# Share some of your goal setting tips



## slyfox (Nov 18, 2007)

Share some of your goal setting tips!

My first tip: When you can, do more than what your goal originally called for. For example, if your goal called for saying "hi" to 10 stangers, say "hi" to an 11th or 12th stranger as well. I do this, because I find that I often rush through a goal. It becomes just a race to get it over with. Rushing to complete a goal, just so you can get out of the social situation, is not a good mindset to have while trying to overcome your sa. Also, when you accomplish more than what your goal originally called for, it gives you a greater level of satisfaction. Start out by setting goals that are easy to surpass.

Who's next?


----------



## Brightpaperwarewolf (Oct 16, 2008)

Don't be afraid to be wrong or mess up and don't let it deter you, act like you are totally confident anyway. We are human and we sometimes cave in, but it's how you respond to failure, how you learn from it that will help you meet your goals.


----------



## Freedom2010 (Jan 29, 2009)

Tthe first step of any goal is the hardest. Once you get started on something, it becomes so much easier.


----------



## slyfox (Nov 18, 2007)

Try to break larger goals into smaller steps.


----------



## Zero From Outer Space (Jan 10, 2005)

Here's one I didn't realize until I read it somewhere: be very specific about your goals.

For example, there are a lot of goals on this board that read like "go to more social gatherings," when the goal should really be "go to church at 7pm on Sunday" or "join the Art Club next week"

It is a simple thing that really helps me think about what my goals really are.


----------



## Sillouhette (Nov 16, 2008)

I have been actively working on setting goals the past few years and following through usually. :yes It's true that you have to take tiny, baby steps because the goal gets closer with each step and it doesn't seem so monumental a task as you move further towards the end/completion. When each step is completed successfully you feel more and more confident that you will see it through to the end. My goals don't usually DON'T involve other people because they are ALWAYS a failure. :| To another person they don't see what I see, in my head. My plans make sense to me but not to others. I guess I am a visionary in that respect.

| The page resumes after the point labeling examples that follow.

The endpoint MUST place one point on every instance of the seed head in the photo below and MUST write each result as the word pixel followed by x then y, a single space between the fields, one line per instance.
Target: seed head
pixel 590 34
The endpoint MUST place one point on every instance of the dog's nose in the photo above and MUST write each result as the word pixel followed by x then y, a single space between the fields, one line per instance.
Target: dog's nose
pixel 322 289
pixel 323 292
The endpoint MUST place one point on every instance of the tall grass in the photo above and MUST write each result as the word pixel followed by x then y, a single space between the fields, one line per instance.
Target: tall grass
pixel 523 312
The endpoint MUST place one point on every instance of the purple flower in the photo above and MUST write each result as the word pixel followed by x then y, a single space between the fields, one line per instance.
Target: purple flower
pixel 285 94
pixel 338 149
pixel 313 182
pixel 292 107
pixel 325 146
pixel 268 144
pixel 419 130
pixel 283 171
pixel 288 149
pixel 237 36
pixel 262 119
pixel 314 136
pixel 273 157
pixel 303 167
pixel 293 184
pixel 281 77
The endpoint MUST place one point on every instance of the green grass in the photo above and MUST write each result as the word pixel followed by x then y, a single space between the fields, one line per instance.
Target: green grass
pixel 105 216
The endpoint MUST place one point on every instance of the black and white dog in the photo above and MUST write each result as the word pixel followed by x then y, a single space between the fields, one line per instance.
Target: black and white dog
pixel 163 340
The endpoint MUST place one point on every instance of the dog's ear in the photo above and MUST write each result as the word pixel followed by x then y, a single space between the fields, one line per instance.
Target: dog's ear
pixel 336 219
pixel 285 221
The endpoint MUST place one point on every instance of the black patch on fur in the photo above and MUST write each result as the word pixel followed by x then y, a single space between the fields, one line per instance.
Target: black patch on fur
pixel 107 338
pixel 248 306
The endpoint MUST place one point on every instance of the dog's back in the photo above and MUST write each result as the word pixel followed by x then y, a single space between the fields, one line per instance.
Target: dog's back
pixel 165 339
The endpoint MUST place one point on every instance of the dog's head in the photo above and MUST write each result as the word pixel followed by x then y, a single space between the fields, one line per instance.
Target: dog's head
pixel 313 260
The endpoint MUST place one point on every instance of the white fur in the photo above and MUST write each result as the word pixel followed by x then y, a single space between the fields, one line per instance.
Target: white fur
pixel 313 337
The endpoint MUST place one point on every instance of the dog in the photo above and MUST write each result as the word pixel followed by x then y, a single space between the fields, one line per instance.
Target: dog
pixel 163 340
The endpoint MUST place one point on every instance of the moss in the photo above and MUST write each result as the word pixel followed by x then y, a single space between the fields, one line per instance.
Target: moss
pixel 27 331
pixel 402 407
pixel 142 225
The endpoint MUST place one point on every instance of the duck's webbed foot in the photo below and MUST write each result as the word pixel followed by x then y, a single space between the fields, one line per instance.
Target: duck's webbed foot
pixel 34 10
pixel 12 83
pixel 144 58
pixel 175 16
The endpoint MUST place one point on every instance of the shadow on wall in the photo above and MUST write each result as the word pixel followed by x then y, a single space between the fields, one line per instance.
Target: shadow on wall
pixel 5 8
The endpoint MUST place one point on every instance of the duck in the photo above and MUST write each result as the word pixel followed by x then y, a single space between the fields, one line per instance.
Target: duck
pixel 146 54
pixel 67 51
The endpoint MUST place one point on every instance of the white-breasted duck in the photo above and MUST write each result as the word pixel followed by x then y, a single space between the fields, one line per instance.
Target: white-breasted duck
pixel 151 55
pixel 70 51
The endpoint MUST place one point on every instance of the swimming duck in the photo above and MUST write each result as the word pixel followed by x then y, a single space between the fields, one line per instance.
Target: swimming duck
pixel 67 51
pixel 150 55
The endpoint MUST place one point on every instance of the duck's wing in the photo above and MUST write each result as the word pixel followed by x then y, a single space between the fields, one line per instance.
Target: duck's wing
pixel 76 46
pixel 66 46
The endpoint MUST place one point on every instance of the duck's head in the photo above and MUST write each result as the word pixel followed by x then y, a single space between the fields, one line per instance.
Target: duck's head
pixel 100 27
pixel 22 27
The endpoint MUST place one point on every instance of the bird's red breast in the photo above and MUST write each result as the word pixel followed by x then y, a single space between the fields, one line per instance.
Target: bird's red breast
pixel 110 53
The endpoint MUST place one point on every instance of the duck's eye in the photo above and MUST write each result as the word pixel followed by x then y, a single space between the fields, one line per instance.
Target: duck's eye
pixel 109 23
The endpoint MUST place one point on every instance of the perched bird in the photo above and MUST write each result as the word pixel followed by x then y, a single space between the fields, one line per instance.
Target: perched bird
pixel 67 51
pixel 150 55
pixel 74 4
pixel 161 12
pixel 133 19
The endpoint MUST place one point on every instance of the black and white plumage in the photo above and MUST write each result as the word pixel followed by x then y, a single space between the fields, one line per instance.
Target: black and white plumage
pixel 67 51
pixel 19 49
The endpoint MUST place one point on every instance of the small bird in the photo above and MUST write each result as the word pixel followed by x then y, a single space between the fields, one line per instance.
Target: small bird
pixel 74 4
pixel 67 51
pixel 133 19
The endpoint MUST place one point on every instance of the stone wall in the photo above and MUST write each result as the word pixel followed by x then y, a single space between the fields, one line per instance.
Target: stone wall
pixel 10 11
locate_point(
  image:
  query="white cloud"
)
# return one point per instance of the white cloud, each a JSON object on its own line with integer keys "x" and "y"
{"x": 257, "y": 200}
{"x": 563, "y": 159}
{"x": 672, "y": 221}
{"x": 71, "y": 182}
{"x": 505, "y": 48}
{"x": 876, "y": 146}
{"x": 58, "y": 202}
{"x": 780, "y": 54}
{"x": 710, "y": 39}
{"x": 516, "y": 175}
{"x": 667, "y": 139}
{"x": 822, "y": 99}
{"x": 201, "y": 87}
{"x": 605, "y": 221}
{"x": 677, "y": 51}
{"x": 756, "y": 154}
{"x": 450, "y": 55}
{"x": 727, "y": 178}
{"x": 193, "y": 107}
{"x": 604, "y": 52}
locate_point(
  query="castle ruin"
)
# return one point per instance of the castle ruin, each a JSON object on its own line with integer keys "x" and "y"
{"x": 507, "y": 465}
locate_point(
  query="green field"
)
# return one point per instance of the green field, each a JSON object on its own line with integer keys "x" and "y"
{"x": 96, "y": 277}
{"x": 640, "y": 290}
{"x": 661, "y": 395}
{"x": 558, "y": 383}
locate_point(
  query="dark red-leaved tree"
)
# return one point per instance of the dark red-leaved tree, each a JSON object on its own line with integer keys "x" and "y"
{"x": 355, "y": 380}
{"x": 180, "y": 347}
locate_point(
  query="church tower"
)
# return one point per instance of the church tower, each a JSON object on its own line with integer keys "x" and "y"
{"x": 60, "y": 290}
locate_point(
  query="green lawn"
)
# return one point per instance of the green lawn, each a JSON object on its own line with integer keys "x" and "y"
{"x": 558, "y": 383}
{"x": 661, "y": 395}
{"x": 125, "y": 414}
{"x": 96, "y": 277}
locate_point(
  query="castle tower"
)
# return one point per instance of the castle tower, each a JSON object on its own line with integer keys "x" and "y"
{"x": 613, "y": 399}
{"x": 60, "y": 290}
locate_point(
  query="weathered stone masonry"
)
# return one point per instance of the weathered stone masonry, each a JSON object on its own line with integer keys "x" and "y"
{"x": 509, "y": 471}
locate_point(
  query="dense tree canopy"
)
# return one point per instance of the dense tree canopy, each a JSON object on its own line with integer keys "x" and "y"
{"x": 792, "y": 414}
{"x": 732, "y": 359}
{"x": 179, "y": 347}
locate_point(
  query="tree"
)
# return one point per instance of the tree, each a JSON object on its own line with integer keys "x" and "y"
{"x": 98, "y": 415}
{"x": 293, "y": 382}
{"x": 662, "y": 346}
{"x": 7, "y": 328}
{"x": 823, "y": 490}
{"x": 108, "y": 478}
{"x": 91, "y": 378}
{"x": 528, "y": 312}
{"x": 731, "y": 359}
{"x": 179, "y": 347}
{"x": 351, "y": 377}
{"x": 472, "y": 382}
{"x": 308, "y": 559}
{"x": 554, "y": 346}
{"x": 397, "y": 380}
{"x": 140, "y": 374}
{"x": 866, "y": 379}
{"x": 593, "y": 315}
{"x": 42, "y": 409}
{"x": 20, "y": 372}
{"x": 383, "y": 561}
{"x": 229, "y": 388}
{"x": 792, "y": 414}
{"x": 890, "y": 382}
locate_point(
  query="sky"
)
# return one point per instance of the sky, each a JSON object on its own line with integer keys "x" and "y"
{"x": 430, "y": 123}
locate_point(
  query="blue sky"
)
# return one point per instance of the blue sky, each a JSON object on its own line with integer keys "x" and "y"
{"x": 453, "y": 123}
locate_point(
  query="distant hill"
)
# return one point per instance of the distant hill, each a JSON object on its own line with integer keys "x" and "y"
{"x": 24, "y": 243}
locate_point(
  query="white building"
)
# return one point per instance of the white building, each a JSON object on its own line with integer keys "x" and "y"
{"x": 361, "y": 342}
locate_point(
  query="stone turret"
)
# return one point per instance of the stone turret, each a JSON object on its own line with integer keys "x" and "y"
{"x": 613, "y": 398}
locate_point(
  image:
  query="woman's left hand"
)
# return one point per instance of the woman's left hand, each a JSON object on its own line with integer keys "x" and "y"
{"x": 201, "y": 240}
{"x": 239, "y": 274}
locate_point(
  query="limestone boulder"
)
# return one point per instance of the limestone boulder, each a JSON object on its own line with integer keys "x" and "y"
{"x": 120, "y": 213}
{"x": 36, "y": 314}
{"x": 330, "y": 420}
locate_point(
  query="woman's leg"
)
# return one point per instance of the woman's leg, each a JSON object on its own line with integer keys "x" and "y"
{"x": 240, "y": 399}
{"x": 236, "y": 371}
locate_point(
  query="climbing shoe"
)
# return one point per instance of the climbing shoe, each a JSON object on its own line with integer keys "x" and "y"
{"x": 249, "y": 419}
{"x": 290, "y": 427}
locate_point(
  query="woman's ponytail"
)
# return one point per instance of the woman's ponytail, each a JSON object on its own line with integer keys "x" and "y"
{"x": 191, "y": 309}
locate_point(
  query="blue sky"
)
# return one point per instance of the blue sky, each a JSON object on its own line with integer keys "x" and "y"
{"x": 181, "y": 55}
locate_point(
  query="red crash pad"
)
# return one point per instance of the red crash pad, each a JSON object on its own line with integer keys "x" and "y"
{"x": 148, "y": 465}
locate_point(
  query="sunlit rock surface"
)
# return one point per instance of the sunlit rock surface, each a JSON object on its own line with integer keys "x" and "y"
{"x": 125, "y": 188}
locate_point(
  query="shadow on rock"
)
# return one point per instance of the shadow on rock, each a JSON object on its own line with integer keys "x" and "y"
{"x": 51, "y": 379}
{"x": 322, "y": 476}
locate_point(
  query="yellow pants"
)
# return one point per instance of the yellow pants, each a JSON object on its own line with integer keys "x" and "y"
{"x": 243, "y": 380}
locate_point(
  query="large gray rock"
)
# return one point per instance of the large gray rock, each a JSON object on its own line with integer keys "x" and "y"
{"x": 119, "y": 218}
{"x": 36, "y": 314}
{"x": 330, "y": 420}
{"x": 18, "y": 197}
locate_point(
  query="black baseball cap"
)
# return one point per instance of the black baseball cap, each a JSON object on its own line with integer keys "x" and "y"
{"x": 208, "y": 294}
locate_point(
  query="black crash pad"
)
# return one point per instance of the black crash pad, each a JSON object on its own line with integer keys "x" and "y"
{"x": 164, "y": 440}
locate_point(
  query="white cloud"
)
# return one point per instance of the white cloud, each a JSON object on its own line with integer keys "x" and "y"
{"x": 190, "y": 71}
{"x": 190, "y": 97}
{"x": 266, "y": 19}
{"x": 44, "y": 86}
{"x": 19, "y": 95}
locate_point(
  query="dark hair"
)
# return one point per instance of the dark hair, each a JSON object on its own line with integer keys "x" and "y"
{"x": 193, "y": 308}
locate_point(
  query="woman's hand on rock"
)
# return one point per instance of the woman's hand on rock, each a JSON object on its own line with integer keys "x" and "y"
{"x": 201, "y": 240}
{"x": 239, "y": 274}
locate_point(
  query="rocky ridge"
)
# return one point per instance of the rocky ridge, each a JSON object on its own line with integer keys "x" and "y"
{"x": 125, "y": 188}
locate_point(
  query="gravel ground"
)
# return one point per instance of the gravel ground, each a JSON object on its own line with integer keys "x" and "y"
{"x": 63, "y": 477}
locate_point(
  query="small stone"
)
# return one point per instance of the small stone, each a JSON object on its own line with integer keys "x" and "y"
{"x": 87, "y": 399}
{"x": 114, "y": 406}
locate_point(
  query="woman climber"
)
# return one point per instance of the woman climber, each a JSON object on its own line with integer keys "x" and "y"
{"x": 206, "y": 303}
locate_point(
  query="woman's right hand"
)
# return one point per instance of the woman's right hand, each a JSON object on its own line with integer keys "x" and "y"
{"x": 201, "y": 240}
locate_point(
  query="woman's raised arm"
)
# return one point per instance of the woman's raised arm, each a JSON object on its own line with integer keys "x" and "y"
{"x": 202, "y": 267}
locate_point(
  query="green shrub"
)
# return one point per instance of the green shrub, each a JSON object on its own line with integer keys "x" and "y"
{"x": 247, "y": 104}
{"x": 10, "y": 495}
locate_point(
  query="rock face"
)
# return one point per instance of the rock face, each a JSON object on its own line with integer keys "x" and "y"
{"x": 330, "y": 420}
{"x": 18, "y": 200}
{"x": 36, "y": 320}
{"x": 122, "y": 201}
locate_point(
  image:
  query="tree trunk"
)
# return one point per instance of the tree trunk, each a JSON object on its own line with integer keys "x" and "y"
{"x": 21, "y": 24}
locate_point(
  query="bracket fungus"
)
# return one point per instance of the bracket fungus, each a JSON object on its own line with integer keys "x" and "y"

When you hit a brick wall along the way you have to incorporate "Lateral Thinking". I am VERY good at that. Finding ways to achieve something when your path is blocked. Finding a way around an obstacle. And if other people are involved there will ALWAYS be an obstacle. Not just the ones that naturally occur but the ones other people throw in the way with their negativity.

I have found there is always more that one solution to a problem and if you give it enough thought you can usually find a way.


----------



## slyfox (Nov 18, 2007)

Great tips everyone !


----------



## _AJ_ (Jan 23, 2008)

I have my goals posted on my wall by my bed so I see them everyday when i wake up and before bed.

Theres a deadline on them to.

Theres also a photoshoped picture of the joys involved with accomplishing my goals

and nightlights pointing toward it which automatically turn on when it gets dark


----------



## shocksleeper (May 11, 2009)

Wow really AJ? :lol That's fantastic...and quite elaborate!


----------



## slyfox (Nov 18, 2007)

AJ, great way to do your goals! Very Thorough. I've done something similar. I have messages posted on a few places around my room. They are related to a non SA goal though. Like, "I will be published!"


----------



## sprinter (Nov 22, 2003)

Yeah AJ's got the right idea. Get your subconscious mind to work on your goals it really works.


----------



## Crystalline (Dec 1, 2008)

That's an awesome idea AJ, I should try that.


----------



## glamourdollxoxo (Jun 4, 2009)

Get my driver's license this summer
Get over the breakup with my boyfriend
Get my website going and up and running
Get in Shape


----------



## slyfox (Nov 18, 2007)

Keep a journal of productive things you do each day. I've been trying this lately. I write down each productive thing I do even if it isn't that great. I think this helps to encourage me to do something each day and it also a record of past days. I have trouble keeping a routine so it also allows me to do random things each day instead of a set goal(having trouble with lately).


----------